2. **FAST (Fabric FAST):** An opinionated, stage-based landing zone toolkit for bootstrapping enterprise-grade GCP organizations.
## Key Components
### 1. Modules (`/modules`)
* **Philosophy:** Lean, composable, and close to the underlying provider resources.
* **Structure:**
* Standardized interfaces: IAM, logging, organization policies, etc.
* Self-contained: Dependency injection via context variables is preferred over complex remote state lookups within modules.
* Flat: avoid using sub-modules to reduce complexity and minimize layer traversals.
* **Naming:** Avoid random suffixes; use explicit `prefix` variables.
* **Factories:** Many modules implement a data-driven "factory" pattern (often via a `factories_config` variable) to manage resources at scale using YAML data files. See `FACTORIES.md` for a comprehensive list.
* **Validation:** Factory YAML files must conform to JSON schemas (typically stored in a `schemas/` folder). Use a modeline (e.g., `# yaml-language-server: $schema=../schemas/project.schema.json`) to enable IDE validation.
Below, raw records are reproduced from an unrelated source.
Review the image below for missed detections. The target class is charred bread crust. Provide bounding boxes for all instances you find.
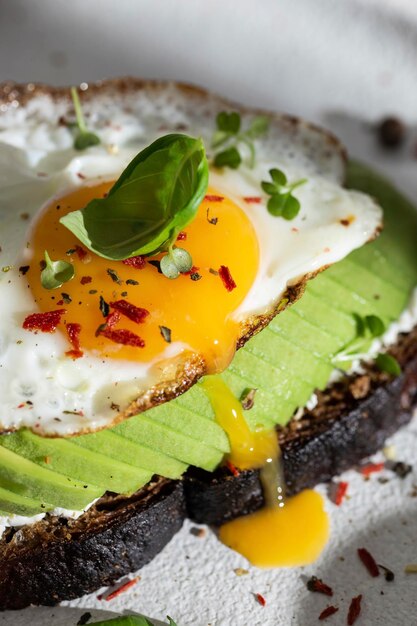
[184,328,417,525]
[0,479,185,610]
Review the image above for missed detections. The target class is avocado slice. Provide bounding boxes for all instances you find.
[0,163,417,515]
[2,430,152,493]
[0,444,103,513]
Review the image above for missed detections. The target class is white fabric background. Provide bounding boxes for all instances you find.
[0,0,417,626]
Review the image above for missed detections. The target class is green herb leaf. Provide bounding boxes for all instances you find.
[60,134,208,260]
[160,248,193,279]
[214,148,242,170]
[211,111,269,169]
[364,315,385,337]
[261,168,307,220]
[375,352,401,376]
[71,87,100,150]
[91,615,154,626]
[41,250,75,289]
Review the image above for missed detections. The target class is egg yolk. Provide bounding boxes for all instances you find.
[25,183,259,372]
[203,376,329,567]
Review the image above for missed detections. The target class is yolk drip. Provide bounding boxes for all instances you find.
[203,376,329,567]
[25,183,259,372]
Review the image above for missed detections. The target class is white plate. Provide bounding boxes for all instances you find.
[0,0,417,626]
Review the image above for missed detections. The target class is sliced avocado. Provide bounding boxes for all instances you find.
[0,487,54,517]
[0,164,417,515]
[71,428,187,478]
[114,414,224,471]
[0,442,103,511]
[2,430,152,493]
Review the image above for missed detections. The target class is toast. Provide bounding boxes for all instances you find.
[0,328,417,610]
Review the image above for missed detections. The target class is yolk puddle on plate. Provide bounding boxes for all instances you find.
[23,183,259,372]
[203,376,329,568]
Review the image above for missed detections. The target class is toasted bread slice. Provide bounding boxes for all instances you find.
[0,328,417,610]
[0,78,379,436]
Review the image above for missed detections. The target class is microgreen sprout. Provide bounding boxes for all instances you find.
[71,87,100,150]
[261,168,307,220]
[41,250,75,289]
[212,111,269,169]
[333,313,401,376]
[160,246,193,280]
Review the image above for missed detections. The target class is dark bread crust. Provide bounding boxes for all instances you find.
[184,328,417,525]
[0,479,185,610]
[0,328,417,610]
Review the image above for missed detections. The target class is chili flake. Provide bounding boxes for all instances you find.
[204,194,224,202]
[23,309,66,333]
[98,576,140,602]
[319,605,339,621]
[106,267,123,285]
[159,326,171,343]
[243,196,262,204]
[358,548,379,578]
[307,576,333,597]
[347,594,362,626]
[100,328,145,348]
[226,461,240,478]
[359,463,385,477]
[332,481,349,506]
[110,300,149,324]
[65,323,83,359]
[255,593,266,606]
[122,254,146,270]
[219,265,237,291]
* **Usage:** Modules are designed to be forked/owned or referenced via Git tags (e.g., `source = "github.com/...//modules/project?ref=v30.0.0"`).
### 2. FAST (`/fast`)
* **Purpose:** Rapidly set up a secure, scalable GCP organization.
* **Architecture:** Divided into sequential "stages" (0-org-setup, 1-vpcsc, 2-security, 2-networking, etc.).
* **Factories:** Extensively uses YAML-based datasets and module factory patterns to drive configuration at scale, acting as a "translation machine" that expresses different architectural designs without changing the underlying stage code.
### 3. Tools (`/tools`)
* Python-based utility scripts for documentation, linting, and CI/CD tasks.
* **Key Scripts:**
* `tfdoc.py`: Auto-generates input/output tables in `README.md` files.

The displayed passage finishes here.